Background
To develop a radiomics model based on ultrasound images for predicting recurrence risk in breast cancer patients.
Methods
In this retrospective study, 420 patients with pathologically confirmed breast cancer were included. According to St. Gallen risk criteria, patients were categorised into low-medium and high-risk recurrence groups. All patients were randomly assigned to training and test cohorts at a ratio of 7:3. Radiomics features were extracted from a radiomics analysis set using Pyradiomics. The informative radiomics features were screened using the minimum redundancy maximum relevance (mRMR) and the least absolute shrinkage and selection operator (LASSO) algorithms. Subsequently, radiomics models were constructed with seven machine learning algorithms. Three distinct nomogram models were created using the features selected through multivariate logistic regression, including the clinic-ultrasound (Clin-US), clinic-radiomics (Clin-Rad), and clinic-ultrasound-radiomics (Clin-US-Rad) models.

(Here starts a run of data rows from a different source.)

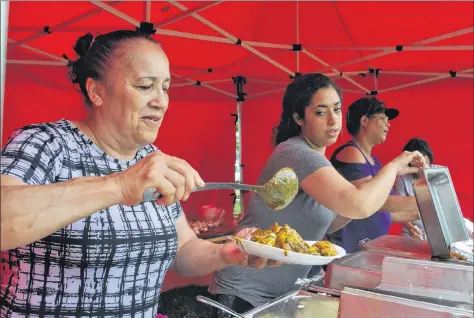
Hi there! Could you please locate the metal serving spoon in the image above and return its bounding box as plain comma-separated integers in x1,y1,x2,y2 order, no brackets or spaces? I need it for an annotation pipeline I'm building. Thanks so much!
196,296,245,318
143,168,299,211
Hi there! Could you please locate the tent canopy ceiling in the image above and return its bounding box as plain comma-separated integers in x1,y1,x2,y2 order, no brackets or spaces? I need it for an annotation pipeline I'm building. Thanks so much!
7,1,474,101
3,1,474,224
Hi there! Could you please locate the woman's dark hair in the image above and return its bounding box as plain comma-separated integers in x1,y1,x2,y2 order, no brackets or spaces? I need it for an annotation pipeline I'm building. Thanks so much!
65,30,157,104
276,73,342,144
403,138,434,164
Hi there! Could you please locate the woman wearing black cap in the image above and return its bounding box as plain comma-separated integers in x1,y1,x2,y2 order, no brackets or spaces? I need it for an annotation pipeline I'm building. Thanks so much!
329,97,419,253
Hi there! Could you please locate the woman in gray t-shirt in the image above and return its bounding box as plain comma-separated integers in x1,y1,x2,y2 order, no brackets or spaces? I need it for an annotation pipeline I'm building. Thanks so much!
395,138,434,240
209,73,424,317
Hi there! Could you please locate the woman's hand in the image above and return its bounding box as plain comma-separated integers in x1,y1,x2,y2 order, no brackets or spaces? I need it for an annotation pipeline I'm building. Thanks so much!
221,228,282,269
392,151,428,176
403,222,423,240
114,151,204,206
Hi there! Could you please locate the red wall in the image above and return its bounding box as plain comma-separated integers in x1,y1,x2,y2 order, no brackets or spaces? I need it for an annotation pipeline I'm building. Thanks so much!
2,65,236,218
2,66,473,233
242,80,474,233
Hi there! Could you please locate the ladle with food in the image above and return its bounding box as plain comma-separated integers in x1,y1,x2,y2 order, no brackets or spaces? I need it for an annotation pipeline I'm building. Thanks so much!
143,168,299,211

The receiver operating characteristic (ROC), calibration, and decision curve analysis (DCA) curves were used to evaluate the model’s clinical applicability and predictive performance.
Results
Overall, 12 ultrasound radiomics features were screened, such as wavelet.LHL_firstorder_median, original_shape_majoraxislength, square_glszm_graylevelcariance, etc. The higher the risk of recurrence, the higher the radiomics score (Rad-score) in training and test cohorts (both p < 0.05). According to the above screening features, we selected seven different classifiers, among which logistic regression was used to establish the best radiomics model. In the test cohort, the Clin-US-Rad model performed best and had the highest significant areaunder the curve (AUC) values (AUC = 0.873) compared to the Clin-Rad and Clin-US models. The calibration and DCA curves also demonstrated the combined model’s good clinical utility.
Conclusions
The ultrasound radiomics features were useful for predicting the risk of breast cancer recurrence. The nomograms developed by the above-described features are reliable tools for assessing the risk of breast cancer recurrence.